Indianapolis Animal Care Services (IACS) protects and promotes the health, safety, and welfare of pets and livestock in Marion County (which serves Indianapolis, Indiana).
Animal Care Officers (ACOs) are unable to meet the high demand of the City-County’s citizen calls, resulting in a growing service call backlog. The annual call volume for these service calls is 30,140, and at project initiation, there were approximately 900 backlogged service requests.

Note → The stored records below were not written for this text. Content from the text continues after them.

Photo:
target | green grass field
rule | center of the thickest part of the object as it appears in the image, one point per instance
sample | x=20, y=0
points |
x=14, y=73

In a report developed by the City of Indianapolis, the investigation team identified that IACS has historically had resource constraints, while duties, expectations, and requirements have increased. This confluence of events had created a work environment where both the employees and the department are unable to maintain efficient and effective workflows. This environment has led to a buildup of inefficient processes and a stressful workplace where leadership and employees do not have effective means of communicating their struggles.
The report suggested the following improvements:
- Wasted time due to irregular and non-standard documents
- A process bottleneck in kennel preparation
- A high attrition rate, stemming from workplace morale, non-competitive compensation, and demanding workloads. These factors were identified through root cause analysis.
- Responding to wild animals calls required a disproportionate amount of the total ACO time on scene in comparison to the relative call volume
Implementing these recommendations would allow IACS to reallocate approximately $103,951 in resources to needed areas. This resource infusion could alleviate the call backlog and create a sustainable work environment.